Pre-COVID 19, California's high cost of living and acute housing shortage made co-living developments particularly popular, especially with young professionals. In co-living developments, an occupant typically has his or her own bedroom, likely has an individual bathroom and shares a kitchen, a living room (if there is one) and other common spaces. Sharing common spaces can provide socialization and access to a wider variety of amenities and services, all with a more modest price tag than a traditional apartment. Developers around the state are eager to meet this need in high-demand areas like Los Angeles and the Bay Area.
Many cities and counties struggle with how to process co-living development applications because they have yet to update their general plans and/or zoning ordinances to address the unique aspects of co-living developments by categorizing them as a specific use. A notable exception is the City of San Jose, which updated its zoning ordinance in February 2019 to add co-living facilities as a new category of use permitted in its downtown. In the interim, many jurisdictions have applied ad hoc controls to applications for apartment building developments or conversions to three-, four- and five-bedroom units, including requiring living rooms in each dwelling unit, preventing exterior locks on the bedroom doors within a multi-bedroom dwelling unit and regulating the location of sinks. In addition to these seemingly arbitrary measures that do not find support in the local zoning ordinance or building code, local jurisdictions without clearly codified regulations for co-living units often treat these applications the same as for traditional apartments, which leads to potentially skewed occupancy/density assumptions in impact analysis during environmental review (for example, one co-living "unit" of six individual bedrooms is the equivalent of how many separate studio apartments), if review is conducted at all.

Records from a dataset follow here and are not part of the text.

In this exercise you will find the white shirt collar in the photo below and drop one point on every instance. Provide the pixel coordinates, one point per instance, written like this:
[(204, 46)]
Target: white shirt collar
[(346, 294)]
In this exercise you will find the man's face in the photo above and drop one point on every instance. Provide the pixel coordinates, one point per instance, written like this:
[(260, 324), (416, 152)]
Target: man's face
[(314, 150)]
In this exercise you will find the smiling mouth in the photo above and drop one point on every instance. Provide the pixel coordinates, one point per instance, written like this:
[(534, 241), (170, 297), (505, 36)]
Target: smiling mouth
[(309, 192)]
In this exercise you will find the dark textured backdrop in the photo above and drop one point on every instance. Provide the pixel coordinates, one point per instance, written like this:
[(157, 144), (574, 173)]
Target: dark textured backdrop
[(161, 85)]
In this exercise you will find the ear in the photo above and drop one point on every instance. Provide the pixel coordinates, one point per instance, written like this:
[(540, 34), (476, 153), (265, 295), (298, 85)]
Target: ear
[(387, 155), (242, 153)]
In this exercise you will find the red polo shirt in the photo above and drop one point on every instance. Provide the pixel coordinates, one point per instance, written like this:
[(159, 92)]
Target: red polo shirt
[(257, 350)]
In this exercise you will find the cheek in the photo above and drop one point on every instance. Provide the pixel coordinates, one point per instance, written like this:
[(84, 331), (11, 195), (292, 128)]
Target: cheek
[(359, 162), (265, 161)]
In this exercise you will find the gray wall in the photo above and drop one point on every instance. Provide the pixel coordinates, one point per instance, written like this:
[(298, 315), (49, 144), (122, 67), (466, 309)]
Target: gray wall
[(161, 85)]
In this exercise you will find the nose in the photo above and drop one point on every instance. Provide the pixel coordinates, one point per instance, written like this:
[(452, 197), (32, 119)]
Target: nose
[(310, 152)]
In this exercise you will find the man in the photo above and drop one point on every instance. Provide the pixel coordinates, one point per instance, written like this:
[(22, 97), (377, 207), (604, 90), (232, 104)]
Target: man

As if social distancing was not enough of a substantial hurdle for co-living today, fertile ground exists for administrative project appeals and other challenges. Project opponents have already raised arguments that co-living projects are inconsistent with zoning ordinances as well as the requirements of the California Environmental Quality Act (CEQA), which requires analysis of a project's environmental impacts, unless otherwise exempt from analysis. In particular, challengers argue that treating co-living units the same as traditional apartment units can lead to an underestimation of actual density when determining consistency with general plan land use designation and zoning ordinance maximums, as well as underestimation of environmental impacts, including analysis related to utility use, increased traffic, increased parking demand and increased use of public services such as parks.
We therefore encourage developers seeking approvals for co-living development to consult with land use counsel as well as city or county staff early in the process to avoid potential pitfalls with planning co-living projects.